C’est à lui d’ailleurs qu’est revenu de dire à la presse ce que deviendrait ledit projet au lendemain de son inauguration. Les «Nouveaux commanditaires» étant déjà sur d’autres projets dans d’autres lieux. Avoto a ainsi fait savoir que «ce Mungulu sera pour nous un lieu de rencontre et de discussion sur ce que nous sommes et ce que nous aspirons à être. Ce sera également un lieu de culture où nous pourrons, à l’occasion, montrer ce qui constitue l’essence même de ce que nous sommes. Nos parents et grands-parents sont enterrés ici et ce Grand Mungulu va contribuer à notre sédentarisation et ainsi permettre quelque part une connexion avec eux». Des paroles que Loumpet a sûrement appréciées, lui qui n’a cessé de rappeler la journée durant que «les Bakas sont un peuple de partage et non d’accumulation» ; lui qui en a fait le constat des années durant lors de ses multiples séjours, et qui a pu se rendre compte du regard infériorisant que continuait de subir ce peuple de la part des autres peuples avec qui il doit pourtant cohabiter.

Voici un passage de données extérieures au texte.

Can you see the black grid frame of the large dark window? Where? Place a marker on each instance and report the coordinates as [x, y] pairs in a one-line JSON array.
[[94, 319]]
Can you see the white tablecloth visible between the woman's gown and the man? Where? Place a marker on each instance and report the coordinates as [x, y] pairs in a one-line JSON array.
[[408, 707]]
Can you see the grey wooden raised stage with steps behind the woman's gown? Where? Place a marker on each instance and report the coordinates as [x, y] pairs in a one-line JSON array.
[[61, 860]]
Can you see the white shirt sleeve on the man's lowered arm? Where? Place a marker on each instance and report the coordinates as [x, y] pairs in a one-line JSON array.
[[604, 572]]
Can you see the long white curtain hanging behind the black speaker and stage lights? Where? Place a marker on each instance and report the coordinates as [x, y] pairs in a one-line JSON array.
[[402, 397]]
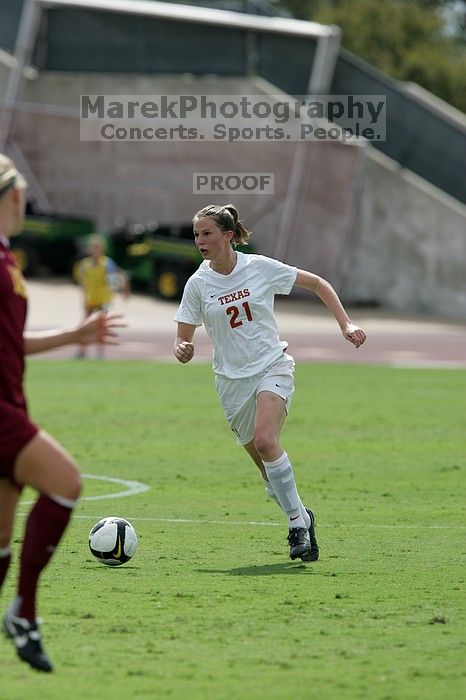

Après la visite du chef de terre et de la forte délégation venue de Yaoundé dans le «Grand Mungulu» et les explications de Germain Loumpet sur la sélection des outils présentés ainsi que leur scénographie, les riverains pouvaient entonner des youyous et manifester leur joie. Non sans avoir au préalable fait montre de leur talent de chanteurs et de danseurs. Pour certains d’entre eux qui ont pu s’épancher, l’espoir reste vif sur la prise en considération, enfin, de ce qu’ils représentent et la disparition du dédain dont ils sont encore l’objet. Nul doute qu’ils en discuteront désormais dans la case-musée, loin des regards et des oreilles des autorités. Ce 26 mars 2022, alors que le soleil terminait sa course à l’horizon, nous sommes partis de Bifolone avec l’impression qu’un jalon nouveau était en chemin. Pour le sous-préfet, l’on a assisté là à une mise en terre d’une «graine en terre qui doit bien grandir et servir à la promotion des savoirs-faire baka»

Reste à résoudre l’équation de l’intégration entière des Bakas dans un environnement dont ils ne sont plus maîtres. Eux qui ont renoncé au nomadisme et qui pourtant se projettent un avenir plus heureux.